Siamo andati avanti così fino al giorno della registrazione (che è dell’estate del 2017). Succede poi che la notte prima io mi ascolti senza riuscire a togliermi le cuffie tutto “The pilgrim and the stars”, capolavoro assoluto di uno dei più grandi musicisti viventi e a seguire, appunto, Jaco. Ad un certo punto mi fisso su un brano di Carla Bley, Vashkar e grazie a internet, me lo ascolto in tutte le versioni che trovo. Infine alle tre di notte mi ascolto Nefertiti e vado a dormire dopo aver scritto al volo due appunti su Vashkar. Arrivo alle 10 puntualissimo in sala d’incisione, agli studi della casa del jazz. Non arrivo mai puntuale, ma qualche giorno prima avevo fatto arrabbiare Lorenzo per una serie di ritardi che avevo saputo accumulare prima di un concerto, quindi non avevo chance. Dormire tre ore e partire per Roma. Arrivo, suoniamo un mio blues un paio di volte e a quel punto cominciamo a suonare Vashkar, poi Lonely Woman, Ida Lupino e un brano (For a Gentleman) che ho scritto alcuni anni fa per una delle persone più gentili che ho incontrato nella mia vita di jazzista e che purtroppo non c’è più.

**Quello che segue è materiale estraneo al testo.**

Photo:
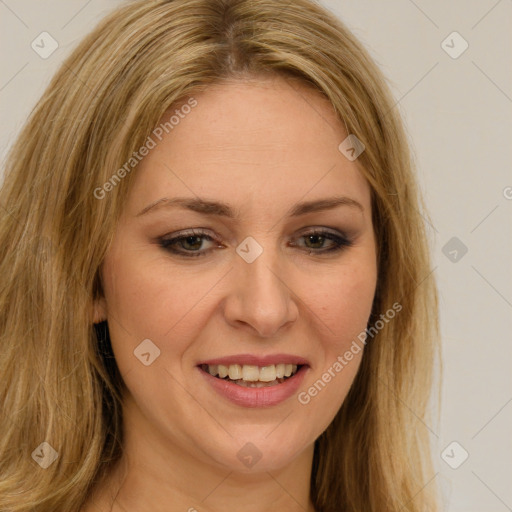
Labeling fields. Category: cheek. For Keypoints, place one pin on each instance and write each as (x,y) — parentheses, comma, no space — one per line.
(344,302)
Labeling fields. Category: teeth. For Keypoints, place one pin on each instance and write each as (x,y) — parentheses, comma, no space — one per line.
(235,371)
(252,373)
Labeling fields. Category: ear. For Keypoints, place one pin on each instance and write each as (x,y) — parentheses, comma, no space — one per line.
(99,313)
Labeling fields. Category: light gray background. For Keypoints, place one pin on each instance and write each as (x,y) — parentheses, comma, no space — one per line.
(458,116)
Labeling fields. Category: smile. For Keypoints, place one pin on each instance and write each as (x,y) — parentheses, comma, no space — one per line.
(252,376)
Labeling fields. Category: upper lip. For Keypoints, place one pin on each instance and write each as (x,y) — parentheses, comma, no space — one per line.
(252,359)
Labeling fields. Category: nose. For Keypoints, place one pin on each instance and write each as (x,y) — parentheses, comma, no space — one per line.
(260,295)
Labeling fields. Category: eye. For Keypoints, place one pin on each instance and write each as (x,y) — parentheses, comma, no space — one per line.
(189,243)
(317,238)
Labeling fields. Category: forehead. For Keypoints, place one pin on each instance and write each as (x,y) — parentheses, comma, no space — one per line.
(248,142)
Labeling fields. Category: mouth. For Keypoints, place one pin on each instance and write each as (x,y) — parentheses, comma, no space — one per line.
(253,376)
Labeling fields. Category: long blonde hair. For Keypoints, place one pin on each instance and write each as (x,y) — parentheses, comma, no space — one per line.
(109,94)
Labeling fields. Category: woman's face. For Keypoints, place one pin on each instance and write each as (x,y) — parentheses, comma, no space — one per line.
(232,274)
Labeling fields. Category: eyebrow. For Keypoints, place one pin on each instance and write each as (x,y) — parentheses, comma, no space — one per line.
(207,207)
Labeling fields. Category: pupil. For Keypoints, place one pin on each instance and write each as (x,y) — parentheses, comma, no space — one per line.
(318,237)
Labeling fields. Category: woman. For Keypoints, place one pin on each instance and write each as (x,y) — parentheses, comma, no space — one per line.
(216,282)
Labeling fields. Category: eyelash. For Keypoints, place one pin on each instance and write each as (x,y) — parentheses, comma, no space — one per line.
(340,243)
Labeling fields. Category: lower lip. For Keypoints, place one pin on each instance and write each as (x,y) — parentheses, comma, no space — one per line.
(256,397)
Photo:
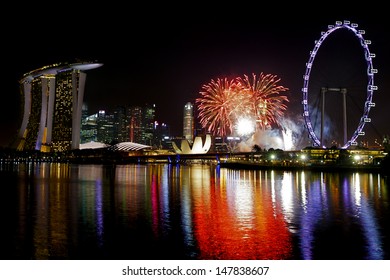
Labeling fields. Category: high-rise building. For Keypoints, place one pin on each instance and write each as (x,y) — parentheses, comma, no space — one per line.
(134,115)
(52,106)
(188,122)
(148,118)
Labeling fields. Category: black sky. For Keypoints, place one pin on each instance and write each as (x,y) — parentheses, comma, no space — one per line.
(165,57)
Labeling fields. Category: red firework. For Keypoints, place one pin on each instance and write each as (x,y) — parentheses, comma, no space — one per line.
(223,101)
(267,105)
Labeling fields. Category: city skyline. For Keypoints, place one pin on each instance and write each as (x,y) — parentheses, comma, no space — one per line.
(168,64)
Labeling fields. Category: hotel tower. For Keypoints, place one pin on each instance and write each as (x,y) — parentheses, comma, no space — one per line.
(52,99)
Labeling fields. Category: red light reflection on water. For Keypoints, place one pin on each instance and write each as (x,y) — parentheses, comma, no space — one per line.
(227,226)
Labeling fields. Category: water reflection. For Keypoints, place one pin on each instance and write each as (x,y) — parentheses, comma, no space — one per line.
(191,212)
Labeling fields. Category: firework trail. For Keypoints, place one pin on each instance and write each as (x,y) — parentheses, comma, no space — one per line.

Ci suoniamo anche uno dei blues del repertorio che avevo voluto, con una cocciutaggine che di solito non ho, provare e riprovare “The house of the rising sun”, come a voler lasciare traccia del lavoro fatto. Infine Other Colors, un brano che ho scritto per una colonna sonora di un documentario di Wilma Labate che mi ha all’improvviso aperto gli occhi su cosa cercassi e sul perché. Volevo suonare la musica che amo da sempre, ma con uno spirito diverso, più vicino all’essenza di questa meraviglia che chiamiamo jazz. Non sono un fenomeno con le citazioni, ma mi pare che proprio Miles disse un giorno a proposito del jazz “We are all blues players”. Il blues, “the meaning of the blues”, questo ho cercato in questo disco.

Recensioni

Disco di rara bellezza!
Flavio Caprera: Jazz Convention

Un quadro variopinto, ricco di sonorità inebrianti, ipnotiche, asperità armoniche e atmosfere tensive, intrise di suspense.
Stefano Dentice: italiainjazz.it

Varietà e, al tempo stesso, coerenza e rigore costituiscono i dati più significativi di questo pregevole lavoro.
Enzo Boddi: musicajazz.it

Olivieri dà prova della sua notevole capacità espressiva, che attinge con spontanea naturalezza a più ambiti stilematici.
Neri Pollastri: allaboutjazz.com

Un felice compromesso tra melodia e sperimentazione, scrittura e sintesi.
Olindo Fortino: sonudcontest.com

C’è tanta consapevolezza e maturità in questo lavoro. Disco da segnalare!
Marco Campea: iconaculturale

Una mostra estemporanea di colori ed immagini sonore oniriche ed avvolgenti, ricco di precipizi armonici, discese ardite nelle profondità abissali del jazz e luminose risalite ricche di tensione emotiva.
Francesco Cataldo Verrina: il ventuno

Un disco davvero molto bello
Alessandro Bertinetto: Kathodik

l’esperienza di “vedere la musica” si fa contingente
Pier Marco Turchetti: The New Noise

Trumpet, electric guitar, electric bass and drums telling tales about Olivieri’s specific approach towards music and composition […] Recommended.
Blaze.Djunkiii: nitestylez.de

Olivieri’s somewhat classic trumpet tone leads, in front of a well-playing “accompaniment” that makes us want to hear more […] It’s been a while since I last heard Olivieri. It was for approx. seven years ago on “Europe Jazz Nights” at the Victoria National Jazz Stage in Oslo and over the course of the seven years, I think Olivieri has further developed the trumpet playing. He has become a better composer, and I feel he has found his place in Italian jazz where he can develop his ideas without looking either to the right or to the left. (translated from Norwegian).